COMMUNIQUÉ DE PRESSE

ÉFAI - 4 mars 2010

Ce jeudi 4 mars 2010, Amnesty International a accusé les autorités mexicaines de se servir abusivement du système judiciaire afin de placer en détention trois dirigeants d’un mouvement qui proteste contre les tarifs élevés de l’électricité dans l’État de Campeche, dans l’est du pays.

Pour Amnesty International, Sara López, Joaquín Aguilar et Guadalupe Borja, du Mouvement national contre les tarifs élevés de l’électricité au Campeche, sont des prisonniers d’opinion.

Ils sont détenus depuis juillet 2009 en raison de leur implication dans cette organisation. Le Bureau du procureur général de la République du Mexique accuse ces trois personnes d’avoir pris en otage un employé de la compagnie fédérale d’électricité mexicaine.

Les chefs d’inculpation étaient fondés sur une première plainte déposée par le représentant légal de la compagnie d’électricité pour entrave à la fourniture d’un service public, ce qui constitue un délit mineur.

Cette plainte a été déposée après que les dirigeants du mouvement de protestation ont rencontré la compagnie d’électricité pour demander que le courant soit rétabli. Cependant, le Bureau du procureur général a ensuite forgé de toutes pièces l’accusation de prise d’otage, crime grave qui interdit la mise en liberté sous caution.

En janvier 2010, une cour d’appel fédérale a jugé que les preuves contre ces trois personnes étaient dénuées de tout fondement et ne démontraient pas la commission des crimes. Toutefois, le Bureau du procureur général a interjeté appel de cette décision sans aucune justification, prolongeant ainsi leur détention jusqu’à ce qu’il soit statué sur cet appel.

Amnesty International demande aux autorités mexicaines de les libérer immédiatement et sans condition.

« Les inculpations pénales visant Sara, Joaquín et Guadalupe sont totalement infondées et semblent avoir pour seul objectif de mettre fin à leur campagne contre les coûts élevés de l’électricité, a expliqué Rupert Knox, responsable des recherches sur le Mexique à Amnesty International.

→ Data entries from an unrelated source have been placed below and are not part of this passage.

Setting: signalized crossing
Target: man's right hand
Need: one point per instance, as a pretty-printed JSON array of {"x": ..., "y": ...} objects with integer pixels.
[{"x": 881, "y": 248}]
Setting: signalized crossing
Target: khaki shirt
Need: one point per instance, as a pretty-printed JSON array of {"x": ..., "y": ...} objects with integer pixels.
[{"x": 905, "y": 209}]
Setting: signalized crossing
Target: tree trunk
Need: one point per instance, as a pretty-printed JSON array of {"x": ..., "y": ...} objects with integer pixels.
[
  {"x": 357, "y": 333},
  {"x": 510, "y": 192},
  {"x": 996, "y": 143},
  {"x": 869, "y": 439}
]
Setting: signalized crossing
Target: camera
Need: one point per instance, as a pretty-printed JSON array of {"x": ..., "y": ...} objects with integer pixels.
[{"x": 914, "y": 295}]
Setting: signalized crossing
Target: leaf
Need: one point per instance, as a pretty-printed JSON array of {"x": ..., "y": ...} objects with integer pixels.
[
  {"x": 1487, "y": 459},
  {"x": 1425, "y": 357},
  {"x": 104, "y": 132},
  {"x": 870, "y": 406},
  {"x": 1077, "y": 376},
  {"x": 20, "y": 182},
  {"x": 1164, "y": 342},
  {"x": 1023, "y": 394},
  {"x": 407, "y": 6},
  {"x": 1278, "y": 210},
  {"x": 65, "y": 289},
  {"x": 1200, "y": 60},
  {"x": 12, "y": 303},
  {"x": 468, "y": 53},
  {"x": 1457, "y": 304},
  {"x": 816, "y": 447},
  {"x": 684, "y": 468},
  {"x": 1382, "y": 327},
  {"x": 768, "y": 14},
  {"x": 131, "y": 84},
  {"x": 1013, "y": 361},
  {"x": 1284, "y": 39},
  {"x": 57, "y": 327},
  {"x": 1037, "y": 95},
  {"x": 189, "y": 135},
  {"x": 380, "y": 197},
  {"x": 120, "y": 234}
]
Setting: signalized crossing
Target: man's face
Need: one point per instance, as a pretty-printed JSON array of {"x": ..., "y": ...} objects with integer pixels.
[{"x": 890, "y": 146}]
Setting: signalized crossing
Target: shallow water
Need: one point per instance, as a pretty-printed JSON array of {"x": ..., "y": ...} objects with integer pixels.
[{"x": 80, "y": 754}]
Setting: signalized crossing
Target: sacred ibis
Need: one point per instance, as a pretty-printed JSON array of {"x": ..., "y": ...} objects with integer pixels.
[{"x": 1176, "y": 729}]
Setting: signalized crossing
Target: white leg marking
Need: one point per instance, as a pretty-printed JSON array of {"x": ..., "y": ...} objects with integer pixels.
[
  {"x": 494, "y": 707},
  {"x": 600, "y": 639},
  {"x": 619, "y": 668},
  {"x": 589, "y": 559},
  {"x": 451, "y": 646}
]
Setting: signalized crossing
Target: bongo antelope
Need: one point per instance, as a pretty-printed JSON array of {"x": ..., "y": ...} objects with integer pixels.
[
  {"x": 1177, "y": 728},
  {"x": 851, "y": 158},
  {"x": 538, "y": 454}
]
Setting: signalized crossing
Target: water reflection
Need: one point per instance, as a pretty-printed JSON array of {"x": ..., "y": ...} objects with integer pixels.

« Il est temps que les autorités mexicaines cessent de prendre pour cibles des personnes participant à des protestations et des actions dissidentes légitimes. »

Le 25 septembre 2008, une quarantaine de personnes de la ville de Candelaria se sont présentées au bureau local de la compagnie fédérale d’électricité afin de demander le rétablissement du courant. La compagnie avait en effet coupé l’électricité à des habitants de la ville pour cause de non-paiement, lors même que des négociations étaient en cours.

À la suite des protestations, l’avocat de la compagnie d’électricité a déposé auprès du parquet une plainte pour « entrave à la fourniture d’un service public » contre les personnes figurant sur la liste de la compagnie en tant que débitrices car elles n’ont pas réglé leurs factures.